Selon certains experts, ce qui est nécessaire pour réparer la zone euro n'est pas un resserrement des politiques budgétaires, mais une dévaluation de 30% de l'euro. Entre avril et décembre 2011, l'euro s'est affaibli par rapport au dollar de près de 13 %, mais l'activité économique a continué à glisser. Pourquoi donc une dépréciation de 30 % relancerait-elle l’économie ? (8) Nous pensons que la recommandation de dévaluer l’euro repose sur un cadre de pensée erronée. Une telle politique ne peut qu’empirer les choses dans la zone euro.

Frank Shostak

Notes du traducteur :

(1) Notez qu’il ne s’agit que d’une décélération très souhaitable des dépenses publiques et non pas du P.I.B. en Espagne et au Portugal, alors qu’en Grèce les dépenses publiques augmentent encore !

(2) Le paradigme erroné de Keynes est l’alma mater des énarques omniscients qui nous gouvernent. Les politiques ne sont que des marionnettes entre les mains de ces experts.

(3) La création monétaire ne donne qu’un sentiment de richesse illusoire. La vraie richesse s’appuie sur un capital constitué au préalable. En France on incite les entreprises à s’endetter et on taxe fortement celles qui font des profits. Pour nos dirigeants socialistes, le profit est soit stérile (thésaurisation), soit injuste car les bénéfices doivent être redistribués aux salariés et non pas aux actionnaires qui prennent des risques. En conclusion, les pertes sont individualisées et les bénéfices socialisés à travers une forte taxation. C’est une très forte incitation à ne pas investir dans ce pays.

(4) Ludwig von Mises (1881-1973) est le parrain de l’école autrichienne d’économie.

(5) La Suisse est un bon exemple de ce cercle vertueux. Malgré un franc suisse élevé, les producteurs suisses demeurent toujours compétitifs. On devrait inviter les Suisses et non pas les Allemands sur les plateaux de télévision pour nous expliquer le succès de leur modèle économique.

(6) C’est l’effet d’éviction. La manipulation incessante des taux d’intérêt par la banque centrale détourne l’épargne au profit de mauvais investissements qui sont à l’origine de presque toutes les bulles depuis 1913. La B.C.E. est indirectement responsable de la bulle immobilière espagnole.

(7) Les mauvais investissements sont induits par la politique laxiste de la banque centrale.

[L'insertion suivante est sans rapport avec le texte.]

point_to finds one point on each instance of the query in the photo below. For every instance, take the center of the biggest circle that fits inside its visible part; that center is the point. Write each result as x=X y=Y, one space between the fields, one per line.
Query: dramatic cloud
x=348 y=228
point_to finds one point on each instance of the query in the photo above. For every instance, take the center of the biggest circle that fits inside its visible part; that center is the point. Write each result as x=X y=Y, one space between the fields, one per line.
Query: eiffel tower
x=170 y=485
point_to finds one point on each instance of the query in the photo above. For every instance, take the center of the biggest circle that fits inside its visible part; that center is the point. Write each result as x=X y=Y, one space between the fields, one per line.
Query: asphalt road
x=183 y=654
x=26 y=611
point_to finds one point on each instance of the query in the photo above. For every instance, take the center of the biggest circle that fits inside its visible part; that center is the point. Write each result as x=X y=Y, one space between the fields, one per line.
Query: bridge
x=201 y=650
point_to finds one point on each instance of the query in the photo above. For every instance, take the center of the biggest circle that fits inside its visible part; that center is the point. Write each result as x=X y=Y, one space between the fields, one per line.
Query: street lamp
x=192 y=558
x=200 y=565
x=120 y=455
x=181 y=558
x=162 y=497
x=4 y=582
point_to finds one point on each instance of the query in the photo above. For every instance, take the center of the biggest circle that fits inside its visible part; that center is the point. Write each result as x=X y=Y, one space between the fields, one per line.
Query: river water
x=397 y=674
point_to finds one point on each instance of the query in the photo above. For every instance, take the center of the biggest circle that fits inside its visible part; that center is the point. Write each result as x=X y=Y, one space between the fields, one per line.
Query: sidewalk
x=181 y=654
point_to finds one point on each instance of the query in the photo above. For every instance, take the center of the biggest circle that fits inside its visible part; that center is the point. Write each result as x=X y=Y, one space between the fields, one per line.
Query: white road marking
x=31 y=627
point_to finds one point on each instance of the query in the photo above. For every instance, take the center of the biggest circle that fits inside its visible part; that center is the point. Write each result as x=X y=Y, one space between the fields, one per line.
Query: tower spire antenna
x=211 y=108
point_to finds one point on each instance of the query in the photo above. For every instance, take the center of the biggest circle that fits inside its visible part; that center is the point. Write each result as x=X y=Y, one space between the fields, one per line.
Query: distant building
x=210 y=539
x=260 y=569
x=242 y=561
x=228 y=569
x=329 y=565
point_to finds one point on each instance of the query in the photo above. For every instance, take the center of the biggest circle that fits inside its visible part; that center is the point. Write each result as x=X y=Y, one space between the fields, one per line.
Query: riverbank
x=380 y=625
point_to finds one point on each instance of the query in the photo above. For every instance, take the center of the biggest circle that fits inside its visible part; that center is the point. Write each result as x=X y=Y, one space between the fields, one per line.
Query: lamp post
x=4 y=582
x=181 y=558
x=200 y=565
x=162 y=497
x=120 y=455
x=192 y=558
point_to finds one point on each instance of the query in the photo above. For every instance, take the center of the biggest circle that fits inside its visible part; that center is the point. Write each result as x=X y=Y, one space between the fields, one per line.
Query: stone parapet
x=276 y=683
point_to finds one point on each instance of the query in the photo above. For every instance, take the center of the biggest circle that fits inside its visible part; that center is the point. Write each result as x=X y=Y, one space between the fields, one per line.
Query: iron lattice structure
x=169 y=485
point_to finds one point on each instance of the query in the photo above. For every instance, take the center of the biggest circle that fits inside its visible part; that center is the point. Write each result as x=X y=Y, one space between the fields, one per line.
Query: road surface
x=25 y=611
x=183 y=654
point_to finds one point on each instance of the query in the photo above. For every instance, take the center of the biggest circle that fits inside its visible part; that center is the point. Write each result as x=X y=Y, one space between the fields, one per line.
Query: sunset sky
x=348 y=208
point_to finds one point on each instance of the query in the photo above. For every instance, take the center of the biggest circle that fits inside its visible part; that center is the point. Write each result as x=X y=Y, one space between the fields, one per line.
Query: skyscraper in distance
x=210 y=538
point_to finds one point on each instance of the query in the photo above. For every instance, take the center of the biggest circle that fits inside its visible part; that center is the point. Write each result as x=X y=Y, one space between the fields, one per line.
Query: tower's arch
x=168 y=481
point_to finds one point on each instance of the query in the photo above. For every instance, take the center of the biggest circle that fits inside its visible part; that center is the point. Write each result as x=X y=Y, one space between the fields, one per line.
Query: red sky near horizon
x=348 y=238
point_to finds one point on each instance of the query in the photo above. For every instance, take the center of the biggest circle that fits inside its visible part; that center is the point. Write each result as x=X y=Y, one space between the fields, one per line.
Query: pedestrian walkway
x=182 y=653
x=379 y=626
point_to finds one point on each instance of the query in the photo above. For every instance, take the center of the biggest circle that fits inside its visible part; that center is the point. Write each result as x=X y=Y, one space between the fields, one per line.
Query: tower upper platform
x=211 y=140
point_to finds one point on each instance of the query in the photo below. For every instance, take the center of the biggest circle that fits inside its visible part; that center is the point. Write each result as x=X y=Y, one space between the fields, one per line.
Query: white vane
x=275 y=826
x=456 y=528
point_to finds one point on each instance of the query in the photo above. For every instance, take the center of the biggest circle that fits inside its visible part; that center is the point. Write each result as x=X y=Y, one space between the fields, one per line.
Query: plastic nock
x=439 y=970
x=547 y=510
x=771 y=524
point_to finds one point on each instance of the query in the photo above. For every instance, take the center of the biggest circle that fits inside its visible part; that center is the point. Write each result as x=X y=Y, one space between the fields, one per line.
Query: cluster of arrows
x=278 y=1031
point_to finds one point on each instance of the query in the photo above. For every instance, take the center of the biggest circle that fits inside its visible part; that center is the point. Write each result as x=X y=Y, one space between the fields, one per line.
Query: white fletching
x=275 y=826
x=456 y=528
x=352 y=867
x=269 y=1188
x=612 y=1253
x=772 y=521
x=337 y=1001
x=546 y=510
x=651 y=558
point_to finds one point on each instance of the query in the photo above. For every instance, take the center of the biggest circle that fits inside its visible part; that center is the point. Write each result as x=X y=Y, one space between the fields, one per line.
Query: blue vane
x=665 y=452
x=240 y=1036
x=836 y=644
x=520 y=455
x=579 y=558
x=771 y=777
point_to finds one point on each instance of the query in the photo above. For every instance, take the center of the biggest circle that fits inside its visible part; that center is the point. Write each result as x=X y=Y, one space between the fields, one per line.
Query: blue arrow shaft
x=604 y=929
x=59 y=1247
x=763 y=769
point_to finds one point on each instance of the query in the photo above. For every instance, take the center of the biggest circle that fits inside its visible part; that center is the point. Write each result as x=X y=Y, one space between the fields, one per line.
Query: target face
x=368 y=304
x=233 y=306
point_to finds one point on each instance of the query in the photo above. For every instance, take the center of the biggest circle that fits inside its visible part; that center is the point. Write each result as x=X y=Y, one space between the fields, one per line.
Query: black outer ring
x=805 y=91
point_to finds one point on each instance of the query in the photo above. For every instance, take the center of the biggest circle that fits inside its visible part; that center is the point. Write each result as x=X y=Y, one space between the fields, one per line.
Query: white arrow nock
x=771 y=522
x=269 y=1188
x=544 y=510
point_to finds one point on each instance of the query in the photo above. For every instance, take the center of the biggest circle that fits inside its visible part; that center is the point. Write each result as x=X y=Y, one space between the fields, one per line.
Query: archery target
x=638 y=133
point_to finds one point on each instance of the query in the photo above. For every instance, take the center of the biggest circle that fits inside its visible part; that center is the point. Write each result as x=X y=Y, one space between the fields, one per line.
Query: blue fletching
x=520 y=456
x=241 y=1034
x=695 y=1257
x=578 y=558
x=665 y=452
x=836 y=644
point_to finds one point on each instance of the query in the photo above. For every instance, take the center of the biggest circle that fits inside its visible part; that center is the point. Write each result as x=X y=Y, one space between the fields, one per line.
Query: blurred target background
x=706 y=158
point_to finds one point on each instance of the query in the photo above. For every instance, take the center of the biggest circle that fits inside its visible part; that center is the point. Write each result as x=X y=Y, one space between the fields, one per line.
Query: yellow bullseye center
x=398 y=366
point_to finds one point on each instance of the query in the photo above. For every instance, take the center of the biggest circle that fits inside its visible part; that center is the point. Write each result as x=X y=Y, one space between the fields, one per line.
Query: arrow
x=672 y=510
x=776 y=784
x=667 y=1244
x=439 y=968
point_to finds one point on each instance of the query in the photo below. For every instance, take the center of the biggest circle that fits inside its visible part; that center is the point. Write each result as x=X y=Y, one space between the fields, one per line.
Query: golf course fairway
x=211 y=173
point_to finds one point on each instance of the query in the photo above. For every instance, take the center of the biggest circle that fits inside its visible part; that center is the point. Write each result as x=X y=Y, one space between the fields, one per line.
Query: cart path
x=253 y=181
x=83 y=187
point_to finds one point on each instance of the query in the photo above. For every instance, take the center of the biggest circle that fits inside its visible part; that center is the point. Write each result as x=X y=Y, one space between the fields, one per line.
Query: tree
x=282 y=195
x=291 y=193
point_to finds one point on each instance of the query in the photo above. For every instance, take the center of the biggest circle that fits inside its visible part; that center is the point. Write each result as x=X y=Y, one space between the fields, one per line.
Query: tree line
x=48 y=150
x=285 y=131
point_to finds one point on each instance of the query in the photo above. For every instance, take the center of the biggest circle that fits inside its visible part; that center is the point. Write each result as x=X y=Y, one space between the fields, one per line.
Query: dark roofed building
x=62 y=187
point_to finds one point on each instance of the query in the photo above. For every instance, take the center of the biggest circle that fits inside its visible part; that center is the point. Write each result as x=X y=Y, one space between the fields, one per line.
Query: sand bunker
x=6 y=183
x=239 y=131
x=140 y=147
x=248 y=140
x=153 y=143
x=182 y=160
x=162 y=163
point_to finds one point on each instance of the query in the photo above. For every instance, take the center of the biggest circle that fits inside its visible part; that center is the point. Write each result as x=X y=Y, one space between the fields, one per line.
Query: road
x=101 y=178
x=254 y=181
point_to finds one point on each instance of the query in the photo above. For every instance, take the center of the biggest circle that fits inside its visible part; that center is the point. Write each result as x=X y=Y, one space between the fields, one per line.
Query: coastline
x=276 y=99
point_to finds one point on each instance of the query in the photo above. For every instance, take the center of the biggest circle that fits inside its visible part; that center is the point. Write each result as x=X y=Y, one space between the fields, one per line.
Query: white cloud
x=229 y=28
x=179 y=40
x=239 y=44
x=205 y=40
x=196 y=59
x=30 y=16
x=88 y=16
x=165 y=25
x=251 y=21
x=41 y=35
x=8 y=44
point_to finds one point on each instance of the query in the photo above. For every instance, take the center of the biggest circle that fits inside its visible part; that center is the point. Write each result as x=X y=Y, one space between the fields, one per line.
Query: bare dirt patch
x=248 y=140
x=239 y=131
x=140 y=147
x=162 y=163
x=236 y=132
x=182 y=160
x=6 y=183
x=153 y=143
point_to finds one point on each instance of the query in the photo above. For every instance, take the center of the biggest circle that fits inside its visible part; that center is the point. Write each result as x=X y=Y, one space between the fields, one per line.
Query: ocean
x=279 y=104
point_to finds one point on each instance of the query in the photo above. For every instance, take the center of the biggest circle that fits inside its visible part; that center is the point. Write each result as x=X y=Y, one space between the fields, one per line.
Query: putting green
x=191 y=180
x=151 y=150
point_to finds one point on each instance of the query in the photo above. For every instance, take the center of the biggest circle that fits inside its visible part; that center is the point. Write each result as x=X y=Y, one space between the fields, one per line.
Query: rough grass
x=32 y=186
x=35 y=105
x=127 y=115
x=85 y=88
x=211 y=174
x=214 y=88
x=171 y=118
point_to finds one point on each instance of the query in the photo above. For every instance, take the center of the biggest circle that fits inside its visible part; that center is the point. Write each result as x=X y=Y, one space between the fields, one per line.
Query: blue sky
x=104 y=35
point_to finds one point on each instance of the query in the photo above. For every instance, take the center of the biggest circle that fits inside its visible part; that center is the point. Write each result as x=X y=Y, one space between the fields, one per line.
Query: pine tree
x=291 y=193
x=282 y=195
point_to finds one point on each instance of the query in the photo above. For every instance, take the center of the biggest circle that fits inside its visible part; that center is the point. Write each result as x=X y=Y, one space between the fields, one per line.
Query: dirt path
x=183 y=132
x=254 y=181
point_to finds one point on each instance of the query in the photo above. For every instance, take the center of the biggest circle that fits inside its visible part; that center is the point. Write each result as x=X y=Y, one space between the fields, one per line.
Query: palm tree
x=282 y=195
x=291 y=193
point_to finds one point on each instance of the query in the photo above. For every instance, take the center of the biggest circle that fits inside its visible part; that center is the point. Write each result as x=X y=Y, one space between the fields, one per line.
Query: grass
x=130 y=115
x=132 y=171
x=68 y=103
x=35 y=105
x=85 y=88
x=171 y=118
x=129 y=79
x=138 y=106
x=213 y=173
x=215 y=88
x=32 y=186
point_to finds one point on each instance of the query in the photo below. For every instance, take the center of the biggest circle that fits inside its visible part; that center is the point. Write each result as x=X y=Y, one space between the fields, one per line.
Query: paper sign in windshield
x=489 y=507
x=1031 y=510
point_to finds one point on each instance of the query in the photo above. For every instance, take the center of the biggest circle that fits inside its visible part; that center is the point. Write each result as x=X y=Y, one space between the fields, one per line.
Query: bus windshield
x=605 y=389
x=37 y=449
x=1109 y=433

(8) Une dévaluation de la monnaie ne sert à rien sans une réforme concomitante des structures de production pour rétablir l’équilibre de la balance commerciale. Dans le cas de la France, il faut supprimer le salaire minimum, le monopole de la sécurité sociale, le code du travail et abaisser fortement les taxes qui pèsent sur l’épargne. Sans un pool d’épargne abondante et liquide à travers une hausse naturelle des taux d’intérêt qui suppose la disparition de la banque centrale et le retour au système de l’étalon or, les P.M.E. françaises ne pourront pas investir et se développer.